I resigned from the scout position because it was taking up the precious time I needed for healing my cancer. I had agreed to do it prior diagnosis, tried to give it a go but it felt a waste of time in the end. I had also heeded a warning from Ross about troubles in Sri Lanka but had no details as to what. On Friday November 30 I informed the CEO that I had more important things to do. It was a pleasant enough chat.
On Sunday Ross rang me and revealed all. I advised him to talk it out with NZC but he said no one would and that he was cornered. On Tuesday it hit me when he rang again to say White had just sacked him. I was in complete shock and upset for him and his horrible treatment. White rang me late Tuesday night and confirmed it again. He said he would do the courtesy of telling Ross face to face on Thursday. I was stunned at the attitude especially that Ross had no opportunity to express anything. This was totally wrong.

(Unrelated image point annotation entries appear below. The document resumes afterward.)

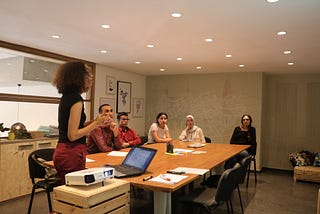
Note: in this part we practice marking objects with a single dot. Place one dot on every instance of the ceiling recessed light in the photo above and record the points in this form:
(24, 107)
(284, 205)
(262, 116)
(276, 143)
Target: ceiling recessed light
(281, 33)
(55, 36)
(105, 26)
(176, 15)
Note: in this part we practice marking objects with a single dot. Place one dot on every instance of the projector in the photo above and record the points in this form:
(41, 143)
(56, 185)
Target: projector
(90, 176)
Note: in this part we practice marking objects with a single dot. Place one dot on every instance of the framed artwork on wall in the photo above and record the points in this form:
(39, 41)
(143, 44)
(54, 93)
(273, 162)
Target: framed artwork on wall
(137, 107)
(105, 100)
(123, 96)
(111, 85)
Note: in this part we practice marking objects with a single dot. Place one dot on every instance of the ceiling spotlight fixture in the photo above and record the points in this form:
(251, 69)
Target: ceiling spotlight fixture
(281, 33)
(176, 15)
(105, 26)
(55, 36)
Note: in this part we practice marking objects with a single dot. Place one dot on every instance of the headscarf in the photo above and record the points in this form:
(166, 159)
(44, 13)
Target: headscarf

I have been honoured for Ross to have me as his mentor over the last six years. He is an amazing player and and even greater man. He should be treasured.
On Saturday I snapped when I heard the lies NZC trotted out. I tweeted metaphorically that my NZ blazer was burnt. It was a symbolic moment of my disgust. The blazer still hangs in my closet and (I) will be giving it to charity very soon.
Despite strong advice from my medical advisers I could not sit quietly and allow this to continue to happen. It has gone on too long, is affecting many people and must stop.
I have truly tried to help the game. I've made myself available to mentor, coach, select, direct on the board, consult on the committee, and scout. But only the mentoring of Taylor has been accepted. I've tried but not any more. I can only hope the fans can respect that.
NZC has created this situation and I have found myself in the middle of it all at the worst time in my life.
I must move on, far away from the game here, and begin the healing of my serious illness.